Zaza spent her childhood years in Libya and Syria; she speaks fluent English, Arabic, and Kurdish, and is improving her French. She smiles while recalling her memories. "When I was in Syria we couldn't afford a piano, so my dream was on hold for some time. I continued to play keyboard as a hobby without any professional classes. When I was 11 we came to Kurdistan, and here I saw many opportunities. I found a piano teacher and I knew I could accomplish my dream academically. In this society, it is hard--especially for a girl--to pursue a career in music. Everyone wants you to be a doctor or an engineer. I was attached to my decision and started professional piano when I was 16. All I ever wanted was to become a good musician and transform the knowledge I know to all the students and people who love music."

With the YES Academy days away, her bag is packed with paperwork and her phone rings continuously. "You see, I want people here to get an academic education when it comes to music. I wish to study abroad and bring back the knowledge we need to Kurdistan."
The YES Academy, which Zaza is helping to organize, is prepared by a Houston-based NGO called American Voices. According to the academy: "This year, 250 young musicians, dancers, and actors of the YES Academy have been recruited from Erbil, Duhok, Suleimaniya, Kirkuk, Koya, Rania, Baghdad, Basra, Diyala, and Mosul." This is its fourth consecutive year in Kurdistan, and lasts from July 2-12, 2010. It is a summer performing arts program providing professional training for aspiring musicians, dancers, and actors aged 6 to 26. "There will be a comprehensive program of daily classes in music, dance, and theatre ranging from Broadway musical theatre and hip-hop dance to jazz and classical music."

Zaza describes herself as a motivated and ambitious person, although she admits that "in Kurdistan, it is never a normal situation when a girl pursues her dreams in music. Sometimes when I am invited alone to participate in workshops outside of Kurdistan it is hard for me to always take part as a girl from a Kurdish society and family. There is always, always a limit." She expressed appreciation for the immense support of her parents in her success as a female Kurdish musician.

"For the past four years I have held concerts, and there has been a positive reaction. People have shown love for my music and they enjoy what I do." One of Zaza's memorable successes includes organizing and undertaking a concert for F. Chopin's 200th anniversary in Erbil, which was held on April 19. "It was not only an occasion worth celebrating, but it also received the attention of locals and the media in the region."

As she lays her hands to rest after her fingers dance across the piano, she says: "A typical day for me is waking up early, around 6:30 a.m., and then I walk to school. After my classes, I stay until 3 or 4 p.m. practicing on the piano.
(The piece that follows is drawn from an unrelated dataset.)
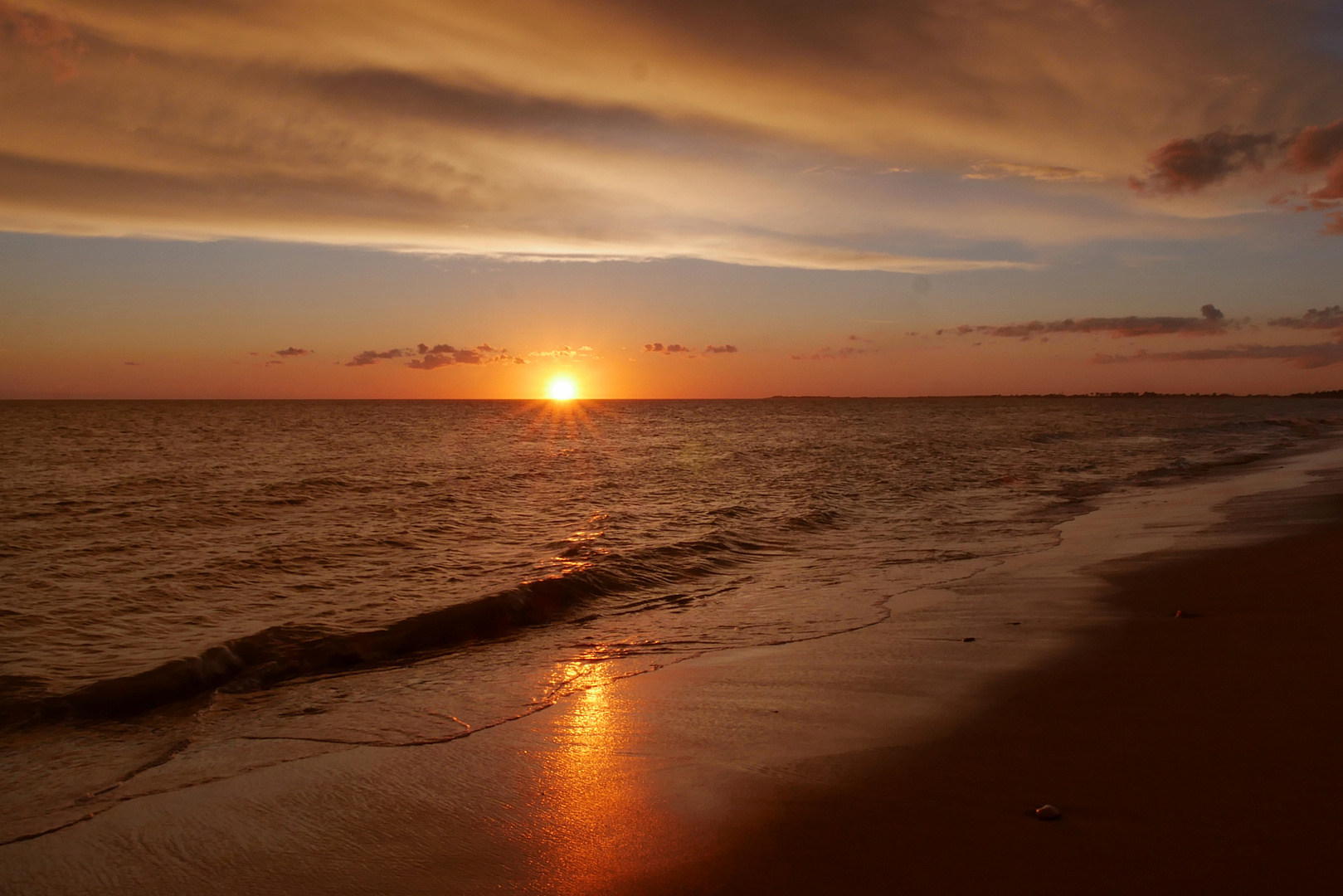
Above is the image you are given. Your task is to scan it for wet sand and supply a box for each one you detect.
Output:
[631,508,1343,894]
[0,449,1343,896]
After that I am either doing some organization for American Voices, taking French classes, or I'm in the youth orchestra. When I finally make it home at night I am still working, on the Internet, or doing paperwork for activities that I am a part of."
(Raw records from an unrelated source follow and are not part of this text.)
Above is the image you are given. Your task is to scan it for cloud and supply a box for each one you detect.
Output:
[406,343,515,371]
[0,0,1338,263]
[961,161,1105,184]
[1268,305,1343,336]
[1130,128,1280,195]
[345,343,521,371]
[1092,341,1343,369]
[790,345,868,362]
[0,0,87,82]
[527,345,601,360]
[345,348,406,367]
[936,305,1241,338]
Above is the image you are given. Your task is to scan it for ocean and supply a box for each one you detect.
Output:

When asked about what she sees as success, Zaza gazes across the piano. "You see the difference that you make and it really gives you pleasure. It is the feeling that you have done something that makes someone happier, or produces something new that I like the most. It is the best thing you would want to accomplish in your life."

Despite the confrontations she faces, Zaza is determined to continue her journey to success as a professional musician. "Kurdistan is very different compared to what it was six years ago. As long as you know what you want, you can do it if you have people to support you--but you must also work very hard. Girls here think they should be dependent on someone else or wait till they get married. This is wrong. You have your chance now, you don't have any excuse, and you need to start working hard, because the opportunities are there."